The U.S. Navy has come under fire this week after it was revealed that its uniforms are extremely flammable and, in some cases, can actually lead to more severe burn injuries.
An impromptu test conducted October 15 by the Navy Clothing Textile Research Facility in Natick, MA found that the Navy Working Uniform Type I, a material comprised of a 50% nylon 50% cotton, will “burn robustly until completely consumed” when subjected to a flame and “melt and drip” as it burns. The test results add that the “sticky molten material” will even contribute to increased burn injury.
During the test, a small strip of the NWU Type I material was subjected to a flame for 12 seconds and the after-flame time, after-glow time, and char length were measured and any melting/dripping was recorded.
The flame resistant qualities, or lack there of, is nothing new. In fact, the Navy has known about the defect, if you can call it that, since it was discovered in October 2011. Actually, flame resistant uniforms have not been required by the Navy since 1996.
Still, the report has become quite the topic in some of the Navy’s social media outlets, and the Navy has been quick on the the damage control.
“Upfront, we need to acknowledge that since 1996 there has not been a Fleet requirement to have flame resistant working uniforms for all hands,” Rear Adm. John Kirby, Navy’s Chief of Information, said in a statement. “Where there is a need, fire retardant/flame resistant clothing is provided—damage control personnel, fire fighters, Sailors involved in flight duties, etc….”
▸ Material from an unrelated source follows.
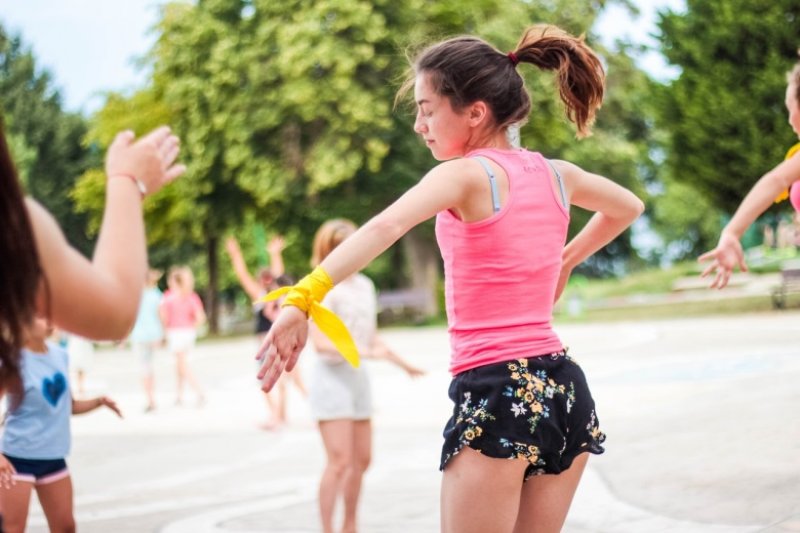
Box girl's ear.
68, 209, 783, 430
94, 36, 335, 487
467, 100, 489, 128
In an additional effort to alleviate concerns, All Hands Magazine sat down with Vice Adm. Scott Van Buskirk, Commander Navy Personnel Command and President of the Navy Uniform Board and put some tough questions to him. Here’s what he had to say:
AH: The NWUs Type I were introduced in 2008/9. Why are we just now learning that they are not flame resistant?
CNP: Well, we’ve known that these uniforms were not flame resistant for some time. This is not a new notion. In fact, we detailed this in an Oct 2011 Navy Safety Center message, where it was spelled out that the Type I lacked flame resistant qualities.
There are no Navy uniforms developed purposely to fight a shipboard fire. That said, if you walk aboard any Navy ship, you will find each one is equipped with the needed fire fighting ensemble and personal protective equipment to combat fires.
So, beyond our everyday working uniforms, the required equipment needed to “fight the ship” and keep our Sailors safe is out there and readily available should the circumstances dictate its use.
AH: Given the results of the recent test — what we now know – are you comfortable with Sailors wearing NWUs at sea?
CNP: Absolutely I am. As long as it is worn in the manner and in the environment for which it was designed – just like any other uniform we have – we still believe it’s suitable for wear.
Since the mid-90’s there has been no requirement for us to have a flame resistant working uniform for all hands. There’s been no change to that requirement.
That said, in light of this impromptu test, Adm. Gortney at Fleet Forces Command is having a working group go review the requirements. If they should recommend changes, then we’ll take a look at that. But again, the uniform is still approved for wear aboard a ship. What we need to focus on is wearing it properly and in the right environments – sea and ashore environments that do not require special clothing (e.g., flight, flight deck, engine room, etc.).
AH: Some media reports have argued that the NWU is less safe than the uniforms that it replaced—your thoughts?
CNP: I don’t agree with those assertions. This uniform offers the same level of protection as the uniforms they replaced. Again, let me be clear, I am very comfortable with Sailors wearing this uniform—provided they wear it correctly and in the manner in which it was designed.
AH: Are you comfortable with Sailors fighting fires in this uniform?
CNP: Yes, in the appropriate cases, I am. Look, we know NWUs–which are not made of, or treated with, flame resistant material are not meant to be a firefighting uniform–nor were those uniforms they replaced.
I believe Sailors understand this uniform can be worn to take appropriate first responder action to combat a fire. Beyond that, they need to don more advanced protective gear. Would I expect a Sailor to leave a space where there is a small fire, one that could be controlled or extinguished before it progressed, simply because that Sailor wasn’t in their fire fighting ensemble? The answer is No.
I would expect that the Sailor would do their best to put that fire out– if the situation became such that the fire advanced and added PPE was needed–that Sailor should leave the space in time or call for help. Our folks know this.
So what do you think: Should the Navy change its uniforms or is there no use crying over spilled milk?